Page MenuHomePhabricator

MW's Title uppercase first letter code can lead to non-NFC titles
Open, Needs TriagePublicBUG REPORT

Description

MediaWiki generally assumes everything is NFC. However in certain cases, it appears that $wgLang->ucFirst() might cause normalized unicode to become unnormalized, which can cause some weird affects.

First: e.g. https://en.wikipedia.org/wiki/Greek_Extended - characters like ῷ or ῧ despite the fact that if you click on them you get to a real article. Its because Title is uppercasing them incorrectly, but when you go to the page, MW normalizes url parameters.

Second: if you go to a page like https://en.wikipedia.org/w/index.php?title=%E1%BF%B7&foo it shows you a missing page, however if you click create, then the page exists.

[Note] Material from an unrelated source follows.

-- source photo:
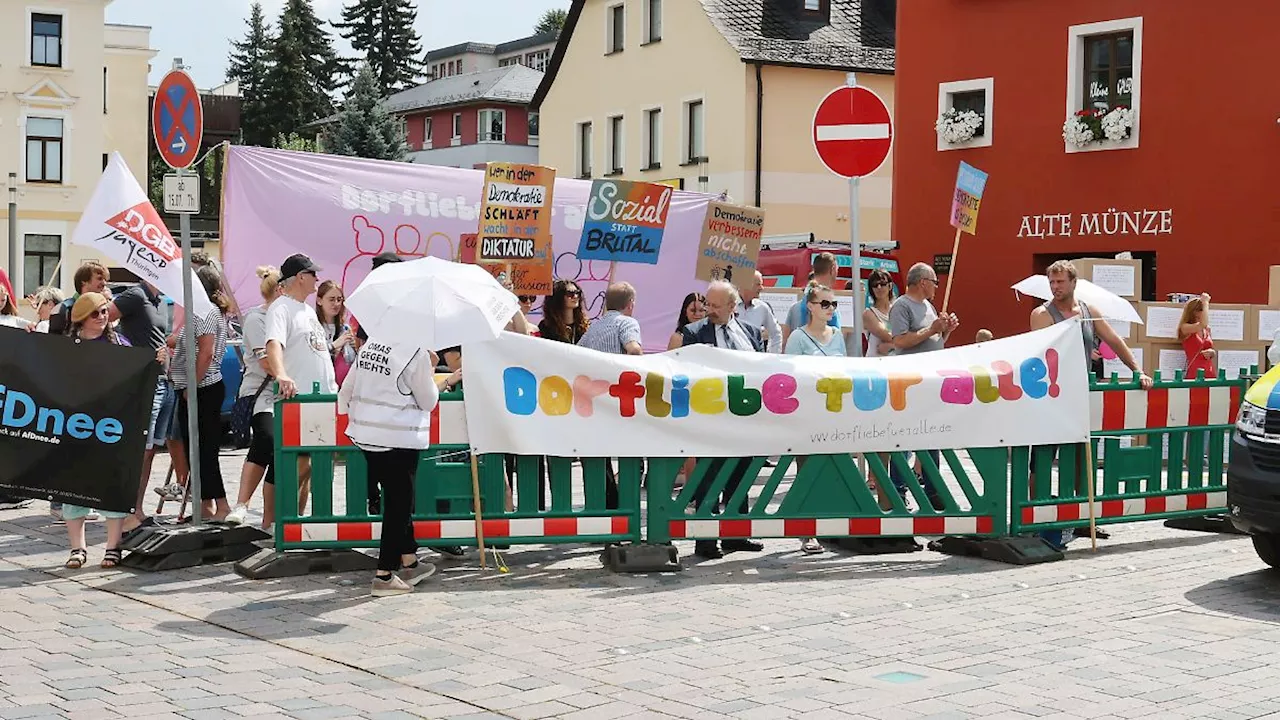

This is because MediaWiki uppercases %E1%BF%B7 (U+1ff7 Greek Small Letter Omega with Perispomeni and Ypogegrammeni.) to %CE%A9%CD%82%CD%85 ( Greek Capital Letter Omega + Combining Greek Perispomeni + Combining Greek Ypogegrammeni.) but the correct uppercase would be %E1%BF%BC%CD%82" (Greek Capital Letter Omega with Prosgegrammeni + Combining Greek Perispomeni )

Event Timeline

DLynch subscribed.

Enjoyably, with useparsoid=1 a larger set of characters are redlinked.

Screenshots for posterity:

classic parserparsoid
CleanShot 2025-07-22 at 10.33.11@2x.png (1×1 px, 238 KB)
CleanShot 2025-07-22 at 10.33.49@2x.png (1×1 px, 239 KB)

In both cases, the redlinks are all to created pages, though they are all redirects.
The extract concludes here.